On its face, the IRS scandal involving the questioning of 501(c)(4) applications by conservative Tea Party groups looks bad, and it is, but it’s not terrible.  David Brooks makes a good point in his NYT column on the issue, generally critical, but pointing out that most Tea Party groups hate the IRS, which is reviewing their applications, and would eliminate it or drastically limit it.  Brooks says, “It’s hard to tell now if the I.R.S. scandal is political thuggery or obliviousness. It would be one thing if the scandal is just a group of tax people targeting the most anti-tax groups in the country. That’s just normal, run-of-the-mill partisan antipathy.”

In addition, the 501(c)(4) provision is bad policy, as Steve Rattner wrote in the NYT, and as Stephen Colbert illustrated when he created his bogus, but legal, Super PAC during the last election cycle.  Rattner points out the one of the biggest advantages of 501(c)(4) status is that the group does not have reveal the names of its donors.  Carl Rove has worked out a scheme where he collects money through his 501(c)(4) so that he does not have to reveal donors’ names, and then transfers the money to his Super PAC.  In theory the 501(c)(4) group should not be overtly political, but the Super PAC can be.  So, the IRS was given the job of overseeing one of the most controversial  election financing provisions, something that should be overseen by the Federal Elections Commission, but the FEC is toothless and worthless, the IRS is probably a better organization to it, if you are interested in protecting the American people from election fraud.  Meanwhile, the Supreme Court has only strengthened the legal channels for political corruption in America.

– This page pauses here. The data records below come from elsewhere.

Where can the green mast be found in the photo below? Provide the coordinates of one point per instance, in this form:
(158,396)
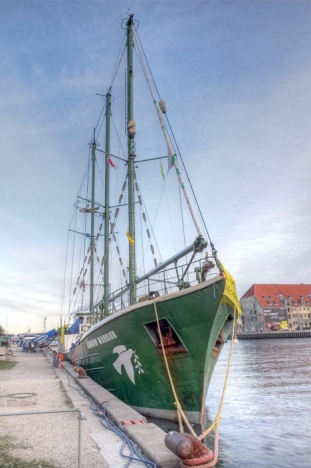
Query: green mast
(131,159)
(93,145)
(107,204)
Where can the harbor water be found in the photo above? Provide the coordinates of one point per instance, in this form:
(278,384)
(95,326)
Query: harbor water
(266,417)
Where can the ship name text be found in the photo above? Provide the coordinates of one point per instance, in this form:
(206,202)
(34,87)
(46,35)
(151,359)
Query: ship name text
(101,339)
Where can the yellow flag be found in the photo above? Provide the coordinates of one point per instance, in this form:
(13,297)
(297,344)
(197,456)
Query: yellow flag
(131,241)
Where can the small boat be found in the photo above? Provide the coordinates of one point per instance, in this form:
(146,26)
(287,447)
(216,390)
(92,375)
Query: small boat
(151,337)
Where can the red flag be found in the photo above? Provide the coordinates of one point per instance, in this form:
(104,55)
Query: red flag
(111,163)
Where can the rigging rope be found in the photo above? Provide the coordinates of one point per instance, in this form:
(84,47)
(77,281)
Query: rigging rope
(171,152)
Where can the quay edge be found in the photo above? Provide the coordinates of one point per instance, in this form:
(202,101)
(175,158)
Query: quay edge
(147,436)
(273,335)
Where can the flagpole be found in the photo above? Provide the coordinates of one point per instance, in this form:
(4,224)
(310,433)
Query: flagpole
(93,145)
(131,159)
(107,204)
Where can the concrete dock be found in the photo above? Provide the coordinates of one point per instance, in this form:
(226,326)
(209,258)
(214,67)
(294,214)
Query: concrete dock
(100,446)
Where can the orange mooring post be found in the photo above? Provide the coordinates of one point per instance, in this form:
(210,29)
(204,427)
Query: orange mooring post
(61,358)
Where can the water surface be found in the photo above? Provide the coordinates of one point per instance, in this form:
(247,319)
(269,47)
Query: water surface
(266,418)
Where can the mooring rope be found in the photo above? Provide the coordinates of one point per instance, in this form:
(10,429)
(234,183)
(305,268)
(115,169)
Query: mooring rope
(218,415)
(180,414)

So, the IRS made a little stand against political corruption, and it has been viciously attacked for doing so.  It is at fault, particularly if it routinely granted 501(c)(4) status to liberal groups while giving conservative groups a hard time.  However, the real problem is the corrupt politicians who passed section 501(c)(4) in the first place so that their campaigns could rake in millions of dollars in untraceable contributions.